Les questions posées à la Commission portent:

- sur les changements que le décret du 16.3.98 impose dans les pratiques des services,

- sur l'obligation de dénoncer et sur le secret professionnel,

- sur le partage d'informations entre services,

- sur la notion de danger, la définition de la maltraitance, les critères de l'intervention des services.

La Commission a examiné les questions qui lui ont été soumises:

- Elle comprend que la complexité des situations quotidiennes en matière de maltraitance des enfants amène à se poser des questions importantes sur les interventions à réaliser. Elle est bien consciente de la difficulté qui résulte d'une recherche constante d'équilibre entre des règles déontologiques et des problèmes quotidiens.
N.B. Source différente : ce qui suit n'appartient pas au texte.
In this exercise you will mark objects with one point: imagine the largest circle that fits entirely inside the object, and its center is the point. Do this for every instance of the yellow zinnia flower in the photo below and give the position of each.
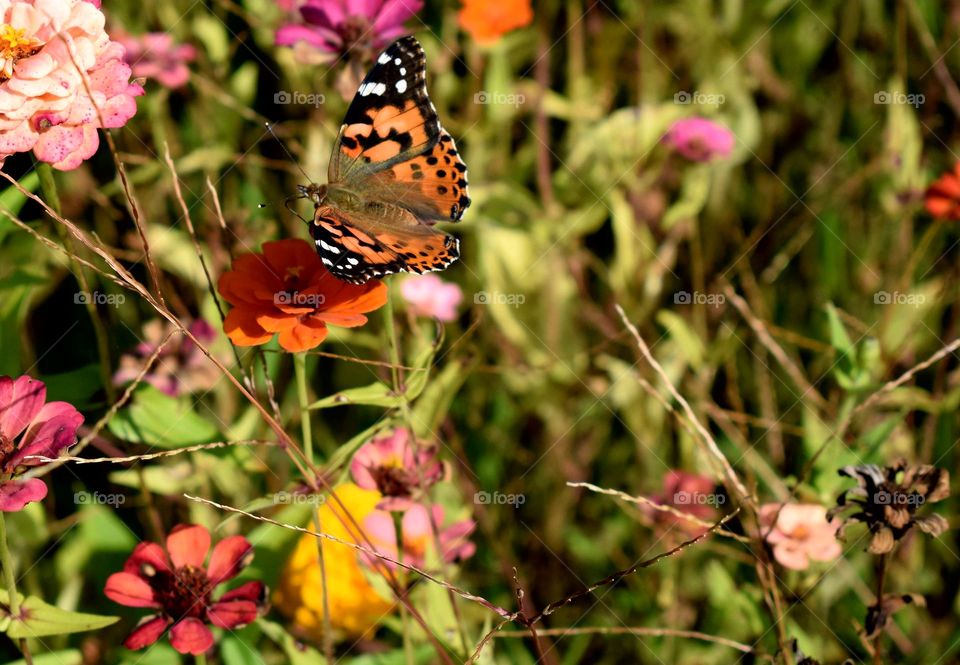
(355, 607)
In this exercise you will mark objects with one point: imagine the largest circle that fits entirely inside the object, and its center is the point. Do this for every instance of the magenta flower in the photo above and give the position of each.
(175, 582)
(428, 295)
(155, 56)
(349, 27)
(418, 537)
(398, 468)
(61, 78)
(802, 534)
(699, 139)
(46, 429)
(180, 368)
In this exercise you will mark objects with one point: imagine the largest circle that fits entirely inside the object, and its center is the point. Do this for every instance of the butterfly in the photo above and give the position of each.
(394, 173)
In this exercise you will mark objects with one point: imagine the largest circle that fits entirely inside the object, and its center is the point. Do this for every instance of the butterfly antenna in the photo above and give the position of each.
(283, 145)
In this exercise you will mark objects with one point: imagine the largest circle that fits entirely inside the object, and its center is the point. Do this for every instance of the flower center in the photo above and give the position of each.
(184, 593)
(14, 44)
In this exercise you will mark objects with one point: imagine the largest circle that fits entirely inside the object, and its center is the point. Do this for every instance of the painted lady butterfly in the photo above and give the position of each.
(393, 174)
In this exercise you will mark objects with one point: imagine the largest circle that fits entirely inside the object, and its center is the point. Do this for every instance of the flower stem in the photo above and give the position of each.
(48, 185)
(300, 369)
(10, 580)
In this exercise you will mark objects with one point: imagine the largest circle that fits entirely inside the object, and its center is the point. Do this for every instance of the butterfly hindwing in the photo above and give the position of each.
(390, 119)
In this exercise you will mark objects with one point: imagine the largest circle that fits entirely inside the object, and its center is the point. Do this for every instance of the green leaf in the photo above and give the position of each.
(39, 619)
(159, 420)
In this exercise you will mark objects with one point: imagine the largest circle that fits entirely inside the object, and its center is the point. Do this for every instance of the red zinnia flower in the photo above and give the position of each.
(174, 581)
(942, 198)
(47, 430)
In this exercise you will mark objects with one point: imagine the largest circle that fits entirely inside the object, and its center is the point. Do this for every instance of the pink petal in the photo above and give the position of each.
(16, 494)
(20, 401)
(130, 590)
(191, 636)
(230, 556)
(188, 545)
(146, 633)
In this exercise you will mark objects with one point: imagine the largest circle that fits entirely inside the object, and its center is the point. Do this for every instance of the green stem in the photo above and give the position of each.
(6, 560)
(48, 186)
(300, 369)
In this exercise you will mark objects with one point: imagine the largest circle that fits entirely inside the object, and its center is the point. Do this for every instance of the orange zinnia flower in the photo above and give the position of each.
(942, 198)
(489, 21)
(287, 290)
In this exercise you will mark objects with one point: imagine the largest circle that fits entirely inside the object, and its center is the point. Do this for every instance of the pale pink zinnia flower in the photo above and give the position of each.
(428, 295)
(802, 533)
(699, 139)
(418, 536)
(46, 429)
(156, 56)
(348, 27)
(61, 78)
(398, 468)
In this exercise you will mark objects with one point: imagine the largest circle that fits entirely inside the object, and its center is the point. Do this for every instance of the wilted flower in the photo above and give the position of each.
(396, 467)
(486, 22)
(418, 537)
(61, 77)
(886, 499)
(174, 581)
(802, 533)
(180, 368)
(942, 198)
(428, 295)
(687, 493)
(46, 429)
(287, 290)
(355, 606)
(348, 28)
(156, 56)
(699, 139)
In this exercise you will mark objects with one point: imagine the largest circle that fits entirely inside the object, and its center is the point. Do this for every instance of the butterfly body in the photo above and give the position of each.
(395, 172)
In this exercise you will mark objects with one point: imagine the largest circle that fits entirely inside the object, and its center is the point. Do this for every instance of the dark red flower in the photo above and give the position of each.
(175, 582)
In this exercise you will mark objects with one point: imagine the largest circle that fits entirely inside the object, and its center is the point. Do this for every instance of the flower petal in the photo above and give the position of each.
(230, 556)
(188, 545)
(191, 636)
(147, 632)
(130, 590)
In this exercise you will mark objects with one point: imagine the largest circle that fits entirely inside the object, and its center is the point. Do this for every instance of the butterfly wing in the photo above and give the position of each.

- La Commission voudrait rappeler aux services ou fédérations intéressés qu'il est possible d'approfondir l'information et la réflexion sur des concepts tels que la situation de danger, de maltraitance, etc, en consultant par exemple les travaux préparatoires du décret, qui ont largement abordé ces questions. A cet effet, la Commission peut rappeler que le décret est paru au Monteur belge du 23.04.98, et que les références des travaux préparatoires y sont précisées.
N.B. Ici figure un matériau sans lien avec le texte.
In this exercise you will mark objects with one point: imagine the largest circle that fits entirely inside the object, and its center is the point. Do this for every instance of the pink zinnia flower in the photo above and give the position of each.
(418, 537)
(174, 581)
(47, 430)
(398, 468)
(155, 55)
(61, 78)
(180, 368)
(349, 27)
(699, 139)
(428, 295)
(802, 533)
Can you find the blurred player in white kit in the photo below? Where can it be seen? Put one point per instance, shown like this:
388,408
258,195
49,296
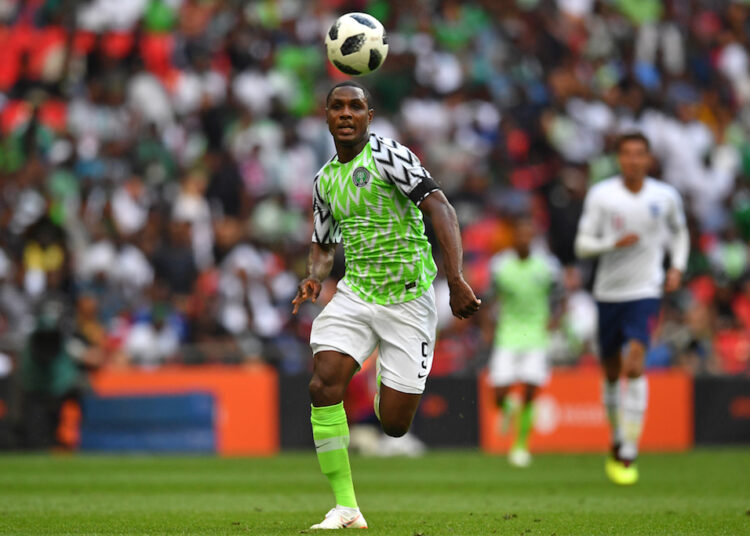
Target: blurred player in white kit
629,221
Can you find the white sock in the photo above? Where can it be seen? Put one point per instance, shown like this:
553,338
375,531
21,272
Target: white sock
633,408
611,399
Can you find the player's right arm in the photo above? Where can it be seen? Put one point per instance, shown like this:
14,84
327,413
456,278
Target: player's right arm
326,236
589,240
319,265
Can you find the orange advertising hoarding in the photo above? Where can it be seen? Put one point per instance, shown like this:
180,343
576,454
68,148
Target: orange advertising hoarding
247,408
570,417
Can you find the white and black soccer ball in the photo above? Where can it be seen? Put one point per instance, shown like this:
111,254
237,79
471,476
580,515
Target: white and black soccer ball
356,44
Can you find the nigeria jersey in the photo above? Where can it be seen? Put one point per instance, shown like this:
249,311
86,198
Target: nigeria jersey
523,287
370,204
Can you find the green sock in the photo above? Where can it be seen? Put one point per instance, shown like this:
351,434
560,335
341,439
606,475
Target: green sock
331,434
525,421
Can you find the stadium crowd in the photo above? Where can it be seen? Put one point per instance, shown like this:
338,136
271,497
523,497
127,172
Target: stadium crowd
157,160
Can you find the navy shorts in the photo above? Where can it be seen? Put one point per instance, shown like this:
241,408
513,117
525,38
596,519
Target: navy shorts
620,322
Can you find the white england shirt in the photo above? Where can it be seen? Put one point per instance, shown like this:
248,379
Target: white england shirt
655,214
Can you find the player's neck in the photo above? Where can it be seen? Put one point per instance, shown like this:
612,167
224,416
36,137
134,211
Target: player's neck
634,184
347,153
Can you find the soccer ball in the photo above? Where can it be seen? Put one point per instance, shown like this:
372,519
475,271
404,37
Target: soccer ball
356,44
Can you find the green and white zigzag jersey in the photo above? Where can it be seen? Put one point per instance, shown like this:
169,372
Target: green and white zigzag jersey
370,203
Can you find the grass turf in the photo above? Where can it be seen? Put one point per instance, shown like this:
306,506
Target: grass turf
443,493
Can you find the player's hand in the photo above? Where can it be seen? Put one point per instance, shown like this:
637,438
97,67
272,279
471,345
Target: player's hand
627,241
463,301
308,289
673,280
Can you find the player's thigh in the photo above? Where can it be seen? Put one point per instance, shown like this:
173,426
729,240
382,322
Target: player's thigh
407,343
640,320
610,334
503,367
344,326
534,368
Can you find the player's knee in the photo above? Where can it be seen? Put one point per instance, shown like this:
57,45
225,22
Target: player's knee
322,393
395,426
395,429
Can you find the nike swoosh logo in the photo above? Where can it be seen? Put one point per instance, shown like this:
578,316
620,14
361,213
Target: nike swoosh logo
348,523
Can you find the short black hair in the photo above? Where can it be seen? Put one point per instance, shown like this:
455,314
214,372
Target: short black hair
622,139
352,83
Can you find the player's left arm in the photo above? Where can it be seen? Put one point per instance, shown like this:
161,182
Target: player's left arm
443,217
679,246
397,164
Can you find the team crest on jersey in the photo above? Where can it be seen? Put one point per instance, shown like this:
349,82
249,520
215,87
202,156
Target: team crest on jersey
654,209
360,177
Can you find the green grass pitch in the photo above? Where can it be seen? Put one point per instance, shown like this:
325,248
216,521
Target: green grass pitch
443,493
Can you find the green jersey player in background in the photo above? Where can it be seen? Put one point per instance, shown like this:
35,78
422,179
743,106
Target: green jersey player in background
371,196
524,281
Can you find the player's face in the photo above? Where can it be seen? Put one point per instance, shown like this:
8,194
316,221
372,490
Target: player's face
348,115
634,158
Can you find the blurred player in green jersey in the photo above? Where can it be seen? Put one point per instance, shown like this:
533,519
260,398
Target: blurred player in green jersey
524,281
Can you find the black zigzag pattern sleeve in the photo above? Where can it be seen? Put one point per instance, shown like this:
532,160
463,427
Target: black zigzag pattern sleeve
400,166
325,229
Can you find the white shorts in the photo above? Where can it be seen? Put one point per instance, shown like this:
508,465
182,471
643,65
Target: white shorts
405,333
518,366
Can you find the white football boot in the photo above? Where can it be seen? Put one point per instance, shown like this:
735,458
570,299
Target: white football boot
342,518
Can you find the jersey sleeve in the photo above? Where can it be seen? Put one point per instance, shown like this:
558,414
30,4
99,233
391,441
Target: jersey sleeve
398,165
589,242
325,228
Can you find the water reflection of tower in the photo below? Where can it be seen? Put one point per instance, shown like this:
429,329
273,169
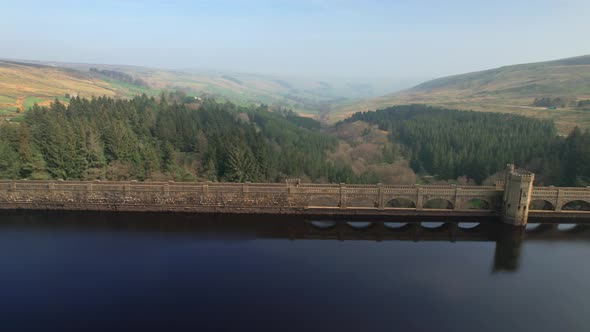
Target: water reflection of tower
508,248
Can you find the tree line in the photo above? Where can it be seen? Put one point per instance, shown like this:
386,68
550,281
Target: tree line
145,138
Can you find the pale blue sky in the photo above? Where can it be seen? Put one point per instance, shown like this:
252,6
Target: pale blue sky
371,38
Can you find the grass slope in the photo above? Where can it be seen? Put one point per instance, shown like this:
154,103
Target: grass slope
22,84
509,89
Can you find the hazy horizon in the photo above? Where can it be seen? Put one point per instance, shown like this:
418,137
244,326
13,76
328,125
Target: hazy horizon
378,39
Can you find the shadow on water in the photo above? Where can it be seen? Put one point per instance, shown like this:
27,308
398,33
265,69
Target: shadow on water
508,239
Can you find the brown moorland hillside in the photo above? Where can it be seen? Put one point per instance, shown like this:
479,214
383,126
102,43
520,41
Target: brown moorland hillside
510,89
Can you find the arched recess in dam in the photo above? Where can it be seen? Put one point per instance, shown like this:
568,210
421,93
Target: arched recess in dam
360,224
401,203
577,205
361,202
541,205
477,204
395,225
438,203
323,201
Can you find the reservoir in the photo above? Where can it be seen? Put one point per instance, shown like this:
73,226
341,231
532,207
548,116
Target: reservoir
64,271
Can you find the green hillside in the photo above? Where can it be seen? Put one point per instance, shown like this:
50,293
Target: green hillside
510,89
23,83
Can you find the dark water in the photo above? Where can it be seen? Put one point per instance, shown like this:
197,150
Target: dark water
89,272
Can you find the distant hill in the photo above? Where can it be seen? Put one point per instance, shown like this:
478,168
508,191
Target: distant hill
510,89
23,83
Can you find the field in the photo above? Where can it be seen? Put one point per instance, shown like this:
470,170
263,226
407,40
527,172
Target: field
24,84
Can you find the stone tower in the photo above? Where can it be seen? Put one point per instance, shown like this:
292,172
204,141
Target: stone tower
518,189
- La Commission souhaite néanmoins rappeler que les obligations résultant de la mise en application du décret sont assez explicites dans le texte même du décret.
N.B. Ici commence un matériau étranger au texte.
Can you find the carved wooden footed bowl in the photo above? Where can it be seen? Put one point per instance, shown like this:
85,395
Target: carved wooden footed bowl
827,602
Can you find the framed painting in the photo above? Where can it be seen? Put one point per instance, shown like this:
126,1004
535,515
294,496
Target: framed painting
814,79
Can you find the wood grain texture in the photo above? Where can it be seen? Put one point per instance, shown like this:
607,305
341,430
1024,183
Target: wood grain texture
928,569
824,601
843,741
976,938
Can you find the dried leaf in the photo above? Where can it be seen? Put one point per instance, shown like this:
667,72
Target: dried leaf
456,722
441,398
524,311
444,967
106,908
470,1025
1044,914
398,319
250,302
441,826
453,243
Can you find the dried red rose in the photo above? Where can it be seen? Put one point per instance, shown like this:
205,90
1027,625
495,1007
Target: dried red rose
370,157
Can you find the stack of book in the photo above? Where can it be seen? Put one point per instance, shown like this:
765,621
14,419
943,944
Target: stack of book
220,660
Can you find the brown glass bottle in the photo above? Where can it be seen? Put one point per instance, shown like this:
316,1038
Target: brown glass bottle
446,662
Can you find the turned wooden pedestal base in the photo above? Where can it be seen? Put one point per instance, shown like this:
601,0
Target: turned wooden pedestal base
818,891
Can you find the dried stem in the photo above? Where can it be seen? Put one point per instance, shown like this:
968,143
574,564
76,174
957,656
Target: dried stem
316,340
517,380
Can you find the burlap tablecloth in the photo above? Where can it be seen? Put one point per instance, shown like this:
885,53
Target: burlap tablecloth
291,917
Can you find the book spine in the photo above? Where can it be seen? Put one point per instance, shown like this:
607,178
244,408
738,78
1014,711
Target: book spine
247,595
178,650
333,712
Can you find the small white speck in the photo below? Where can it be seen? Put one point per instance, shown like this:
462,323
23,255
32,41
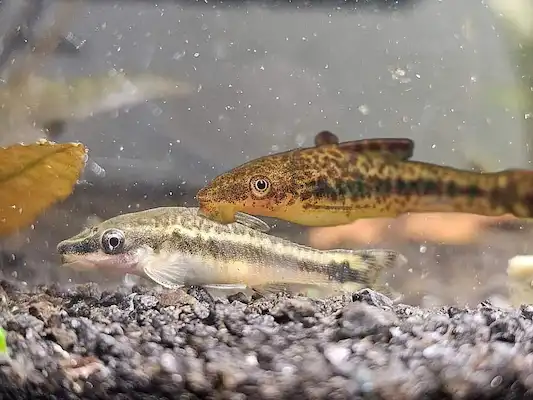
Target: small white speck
363,109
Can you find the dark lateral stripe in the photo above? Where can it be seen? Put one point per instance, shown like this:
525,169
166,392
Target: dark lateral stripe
228,251
359,188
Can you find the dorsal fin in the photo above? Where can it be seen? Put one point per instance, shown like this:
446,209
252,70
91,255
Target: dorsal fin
325,137
401,148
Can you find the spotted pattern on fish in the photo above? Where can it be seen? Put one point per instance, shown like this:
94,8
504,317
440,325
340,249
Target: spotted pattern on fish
336,183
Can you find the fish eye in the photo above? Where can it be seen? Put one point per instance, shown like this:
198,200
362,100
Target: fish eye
260,186
112,241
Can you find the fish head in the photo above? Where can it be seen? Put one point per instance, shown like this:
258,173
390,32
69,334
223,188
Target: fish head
117,244
261,187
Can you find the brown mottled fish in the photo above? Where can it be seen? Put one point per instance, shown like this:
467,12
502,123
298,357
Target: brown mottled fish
336,183
176,247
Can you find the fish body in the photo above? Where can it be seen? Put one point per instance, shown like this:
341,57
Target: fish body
336,183
176,247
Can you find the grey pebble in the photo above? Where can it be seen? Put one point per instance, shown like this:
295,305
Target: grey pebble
135,343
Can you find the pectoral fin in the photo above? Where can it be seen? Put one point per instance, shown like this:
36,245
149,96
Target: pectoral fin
251,222
174,271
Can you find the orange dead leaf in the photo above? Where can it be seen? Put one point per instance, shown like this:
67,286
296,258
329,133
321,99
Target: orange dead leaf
35,176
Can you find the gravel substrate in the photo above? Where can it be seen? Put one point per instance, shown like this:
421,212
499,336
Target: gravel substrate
141,343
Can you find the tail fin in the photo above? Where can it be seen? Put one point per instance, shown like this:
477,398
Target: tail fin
362,268
514,192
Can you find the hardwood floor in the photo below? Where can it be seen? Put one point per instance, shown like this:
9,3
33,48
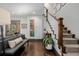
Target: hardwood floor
36,48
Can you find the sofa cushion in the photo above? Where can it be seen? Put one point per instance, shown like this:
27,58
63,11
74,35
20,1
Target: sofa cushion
12,43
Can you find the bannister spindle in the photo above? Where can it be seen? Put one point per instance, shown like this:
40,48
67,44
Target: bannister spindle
60,34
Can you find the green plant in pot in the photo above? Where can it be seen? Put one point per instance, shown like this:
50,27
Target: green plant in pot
48,41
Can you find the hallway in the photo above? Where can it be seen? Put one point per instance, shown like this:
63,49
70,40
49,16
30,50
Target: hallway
36,48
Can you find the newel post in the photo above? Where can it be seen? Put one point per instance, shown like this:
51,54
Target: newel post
60,33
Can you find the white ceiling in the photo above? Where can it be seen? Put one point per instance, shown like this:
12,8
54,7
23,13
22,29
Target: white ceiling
23,8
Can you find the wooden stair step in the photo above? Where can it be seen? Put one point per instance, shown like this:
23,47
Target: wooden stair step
71,54
70,41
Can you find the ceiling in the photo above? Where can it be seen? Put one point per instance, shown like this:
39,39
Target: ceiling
23,8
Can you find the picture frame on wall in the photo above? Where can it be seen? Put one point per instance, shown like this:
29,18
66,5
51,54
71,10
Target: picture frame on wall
24,26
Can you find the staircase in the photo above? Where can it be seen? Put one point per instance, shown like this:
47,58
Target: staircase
70,43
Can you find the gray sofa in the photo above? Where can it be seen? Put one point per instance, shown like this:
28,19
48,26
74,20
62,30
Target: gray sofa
12,51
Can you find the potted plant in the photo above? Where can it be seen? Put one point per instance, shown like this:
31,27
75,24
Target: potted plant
48,41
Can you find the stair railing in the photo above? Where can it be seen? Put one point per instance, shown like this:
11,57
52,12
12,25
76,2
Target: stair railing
49,23
60,29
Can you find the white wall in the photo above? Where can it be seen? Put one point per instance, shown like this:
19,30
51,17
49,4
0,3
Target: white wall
38,25
4,18
70,13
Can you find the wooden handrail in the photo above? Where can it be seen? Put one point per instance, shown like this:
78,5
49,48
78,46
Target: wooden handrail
49,23
60,34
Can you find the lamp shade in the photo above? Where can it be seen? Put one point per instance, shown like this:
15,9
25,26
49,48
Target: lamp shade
4,17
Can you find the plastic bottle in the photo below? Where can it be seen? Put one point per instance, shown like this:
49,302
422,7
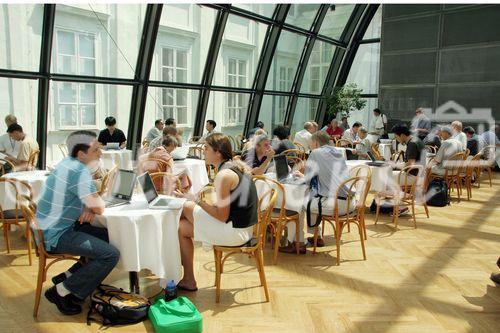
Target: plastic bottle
170,291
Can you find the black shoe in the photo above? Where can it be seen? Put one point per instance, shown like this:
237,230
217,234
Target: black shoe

- Une réponse globale, notamment aux points 1 et 4 de la lettre adressée par la fédération à la Commission (changements dans les pratiques résultant de la mise en application du décret du 16.03.98, conceptualisation des notions de danger, maltraitance etc) sort par ailleurs des missions imparties à la Commission. Les compétences -et les prétentions- de la Commission de déontologie ne sont pas de dire la loi. Il n'est d'ailleurs pas réaliste de partir d'une analyse du texte d'une loi ou d ‘un décret pour dresser une liste exhaustive de tout ce que ce texte pourrait viser. La Commission considère que sa mission est de rendre des avis sur des problèmes concrets qui se posent, en examinant notamment quels points du code de déontologie les visent, et comment la déontologie générale peut trouver à s'articuler avec les pratiques concrètes.

La Commission a ensuite examiné la demande de représentation et de participation à la journée d'étude projetée le 16.03.98:

- La Commission estime qu'il est légitime qu'elle soit invitée à informer les services sur son travail, et notamment sur ses règles de fonctionnement et sur sa méthode de travail. A ces fins, elle accepte d'être représentée à la journée d'étude projetée, les modalités de la représentation étant à convenir.

- La Commission suggère qu'elle pourrait également envisager de contribuer à l'animation éventuelle de groupes de travail constitués lors de cette journée, par exemple sur les thèmes de l'obligation de dénoncer, du secret et de la communication entre professionnels et services, et ce davantage afin d'aider à la réflexion que pour s'y substituer.